Lately it sure seems like “the beginning farmer” has become “the quitting farmer”. And although I did not quit farming, it is very much evident that I did quit writing. I spent the last week or so writing and re-writing a post explaining why I drifted away from the blog and sharing the farming experience, but after reading it over and over again I think it is just best that I say ... I quit blogging about the farm journey and now I would like to start again ... yes ... that seems much easier!

Crooked Gap Farm is rolling along much as it was last time I wrote (I think). We are still raising beef, lamb, pork, chicken, and laying hens ... and we are still selling direct to customers and friends through half/whole sales, the Downtown Des Moines Farmers Market, the Iowa Food Coop, and random deliveries and on-farm sales. The hogs are still very much still the centerpiece of the farm and are living up to their definition as “mortgage lifters” (although we’ll see how that lasts with the current drought). 
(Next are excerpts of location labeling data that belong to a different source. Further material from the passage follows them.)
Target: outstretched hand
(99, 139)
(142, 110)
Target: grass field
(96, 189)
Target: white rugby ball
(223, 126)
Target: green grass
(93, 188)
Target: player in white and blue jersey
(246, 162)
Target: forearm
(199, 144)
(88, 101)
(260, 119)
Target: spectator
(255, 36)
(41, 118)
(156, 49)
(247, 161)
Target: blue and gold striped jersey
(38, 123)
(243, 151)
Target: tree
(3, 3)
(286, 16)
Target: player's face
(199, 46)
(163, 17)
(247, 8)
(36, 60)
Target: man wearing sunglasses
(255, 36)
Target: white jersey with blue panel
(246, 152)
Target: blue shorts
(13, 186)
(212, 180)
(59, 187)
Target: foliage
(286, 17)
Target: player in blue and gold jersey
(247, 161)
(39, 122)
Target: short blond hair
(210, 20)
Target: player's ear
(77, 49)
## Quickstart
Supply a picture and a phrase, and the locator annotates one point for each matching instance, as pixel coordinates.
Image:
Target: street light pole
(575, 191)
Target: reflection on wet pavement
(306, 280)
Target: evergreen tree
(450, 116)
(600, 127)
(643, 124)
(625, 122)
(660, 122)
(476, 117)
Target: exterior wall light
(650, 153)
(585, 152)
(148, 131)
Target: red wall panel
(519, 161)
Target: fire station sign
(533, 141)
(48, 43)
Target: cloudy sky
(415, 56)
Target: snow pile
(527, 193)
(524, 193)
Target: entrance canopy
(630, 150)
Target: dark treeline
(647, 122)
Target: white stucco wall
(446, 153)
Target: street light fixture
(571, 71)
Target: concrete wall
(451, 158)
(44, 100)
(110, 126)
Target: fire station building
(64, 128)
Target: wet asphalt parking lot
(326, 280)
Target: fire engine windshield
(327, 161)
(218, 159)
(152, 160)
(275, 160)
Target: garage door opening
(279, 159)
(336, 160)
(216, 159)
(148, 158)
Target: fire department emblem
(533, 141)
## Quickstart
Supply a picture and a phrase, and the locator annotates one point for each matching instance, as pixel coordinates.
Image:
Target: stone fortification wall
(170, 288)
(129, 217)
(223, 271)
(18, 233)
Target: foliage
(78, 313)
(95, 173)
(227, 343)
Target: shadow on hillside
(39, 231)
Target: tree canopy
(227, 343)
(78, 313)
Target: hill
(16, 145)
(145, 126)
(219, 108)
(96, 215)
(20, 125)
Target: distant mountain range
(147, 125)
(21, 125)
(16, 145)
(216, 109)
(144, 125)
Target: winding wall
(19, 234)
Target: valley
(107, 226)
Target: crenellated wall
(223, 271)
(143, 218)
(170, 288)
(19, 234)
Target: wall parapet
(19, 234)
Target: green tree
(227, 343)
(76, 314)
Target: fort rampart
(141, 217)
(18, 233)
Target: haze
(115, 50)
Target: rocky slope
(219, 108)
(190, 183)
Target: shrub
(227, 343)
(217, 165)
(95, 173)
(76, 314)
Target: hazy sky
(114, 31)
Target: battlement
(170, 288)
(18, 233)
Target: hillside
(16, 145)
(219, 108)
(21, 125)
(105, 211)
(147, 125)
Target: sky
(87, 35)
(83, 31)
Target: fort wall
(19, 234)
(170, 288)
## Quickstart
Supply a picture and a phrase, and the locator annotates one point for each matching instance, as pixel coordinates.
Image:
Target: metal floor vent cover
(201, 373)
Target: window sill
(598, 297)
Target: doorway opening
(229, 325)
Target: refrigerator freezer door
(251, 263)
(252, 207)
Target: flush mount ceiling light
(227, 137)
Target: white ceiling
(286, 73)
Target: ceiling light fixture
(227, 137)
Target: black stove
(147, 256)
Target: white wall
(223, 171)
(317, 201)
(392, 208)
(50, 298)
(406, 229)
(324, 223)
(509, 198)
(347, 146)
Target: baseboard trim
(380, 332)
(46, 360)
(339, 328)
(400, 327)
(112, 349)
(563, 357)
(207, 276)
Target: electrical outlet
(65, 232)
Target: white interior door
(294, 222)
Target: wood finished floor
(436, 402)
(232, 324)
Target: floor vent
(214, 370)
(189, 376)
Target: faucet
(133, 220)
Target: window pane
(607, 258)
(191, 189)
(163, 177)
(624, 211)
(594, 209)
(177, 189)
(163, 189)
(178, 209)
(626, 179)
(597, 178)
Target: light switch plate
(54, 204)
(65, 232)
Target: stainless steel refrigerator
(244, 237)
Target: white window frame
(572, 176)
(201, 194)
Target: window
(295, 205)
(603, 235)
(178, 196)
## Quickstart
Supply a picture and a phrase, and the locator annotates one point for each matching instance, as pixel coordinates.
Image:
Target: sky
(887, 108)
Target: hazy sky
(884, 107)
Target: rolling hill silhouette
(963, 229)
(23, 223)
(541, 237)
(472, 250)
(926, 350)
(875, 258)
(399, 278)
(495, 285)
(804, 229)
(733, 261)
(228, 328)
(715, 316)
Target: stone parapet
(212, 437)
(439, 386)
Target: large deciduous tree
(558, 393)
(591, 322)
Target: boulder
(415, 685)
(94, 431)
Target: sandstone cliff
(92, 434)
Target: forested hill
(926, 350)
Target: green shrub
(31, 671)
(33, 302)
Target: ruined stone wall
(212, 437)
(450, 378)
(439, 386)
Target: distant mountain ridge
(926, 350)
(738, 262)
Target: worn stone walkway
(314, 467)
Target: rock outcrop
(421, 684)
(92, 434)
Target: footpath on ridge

The farm is also still very much in “beginning farmer” mode and I would be lying if I said that there were plenty of things that aren’t as far along as I would like them to be. It just seems like there is always an emergency that pops up and keeps us from doing the long-term projects that we would like to be accomplishing. But, I know for a fact that is just typical farm life and nothing special. 

So, here is a post on my blog ... the first in a very, very, very long time. I’m not making any promises on when or if there will be another blog post (I did just delete a folder of blog posts I had planned on putting up last time I said I would begin blogging). But, let me just say this ... I do want to write again ... I lost my drive to write and I would like to bring it back ... to share the farm.